Caixas d'água a "toque de caixa" substituem o saneamento básico negado de gerações a gerações às comunidades e aos moradores das calçadas. Talvez ainda rendam votos.
-Fiquem em casa!-é o "toque de recolher" dos que, nos pódios, garantem se preocupar com "vidas". Fico feliz, mesmo sem acreditar.
A educação sanitária, então, é dada em rápidos cursos supletivos do tempo perdido, por todas as telas, sob um cenário de abandono apocalíptico: aprender a lavar as mãos, a tomar banho, a lavar os alimentos...a não tossir sobre pessoas, a ter etiqueta sanitária...essa última a parte mais curiosa do todo.

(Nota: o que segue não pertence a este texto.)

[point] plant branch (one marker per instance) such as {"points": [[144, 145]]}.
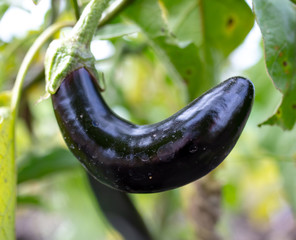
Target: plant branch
{"points": [[76, 9], [17, 88]]}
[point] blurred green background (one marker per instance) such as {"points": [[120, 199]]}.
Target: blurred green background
{"points": [[156, 56]]}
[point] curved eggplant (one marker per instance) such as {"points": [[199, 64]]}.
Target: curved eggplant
{"points": [[157, 157]]}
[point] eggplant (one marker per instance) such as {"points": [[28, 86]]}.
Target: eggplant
{"points": [[157, 157]]}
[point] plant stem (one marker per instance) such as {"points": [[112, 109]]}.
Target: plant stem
{"points": [[84, 29], [17, 88], [76, 9]]}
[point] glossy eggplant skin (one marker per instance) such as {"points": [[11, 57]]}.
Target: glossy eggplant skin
{"points": [[157, 157]]}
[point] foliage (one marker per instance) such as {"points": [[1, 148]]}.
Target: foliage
{"points": [[163, 53]]}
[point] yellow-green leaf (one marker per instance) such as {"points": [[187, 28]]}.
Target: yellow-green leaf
{"points": [[277, 21], [7, 169]]}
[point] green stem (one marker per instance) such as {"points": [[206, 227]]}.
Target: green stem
{"points": [[76, 9], [17, 88], [84, 29]]}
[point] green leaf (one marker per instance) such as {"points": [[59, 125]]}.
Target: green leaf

Hospitais de campanhas são montados nos onerosos campos de futebol.
O cenário ASFIXIADO de cuidados crônicos é mais triste que a tela fotográfica da minha parede que aqui inspira meu texto.
O vírus coroado, o que circula e asfixia durante sua jornada turística, não acredita no que vê...nunca viu nada igual.
Não sabe se fica ou se vai embora sensibilizado com a tristeza do que encontrou pelos caminhos.
E diante de tudo, eu que não pergunto mais nada, a mim apenas me resta concluir que devo ter envelhecido.
"Meu Deus...como é doído compreender o tudo de todos os ricos bastidores das tantas fomes."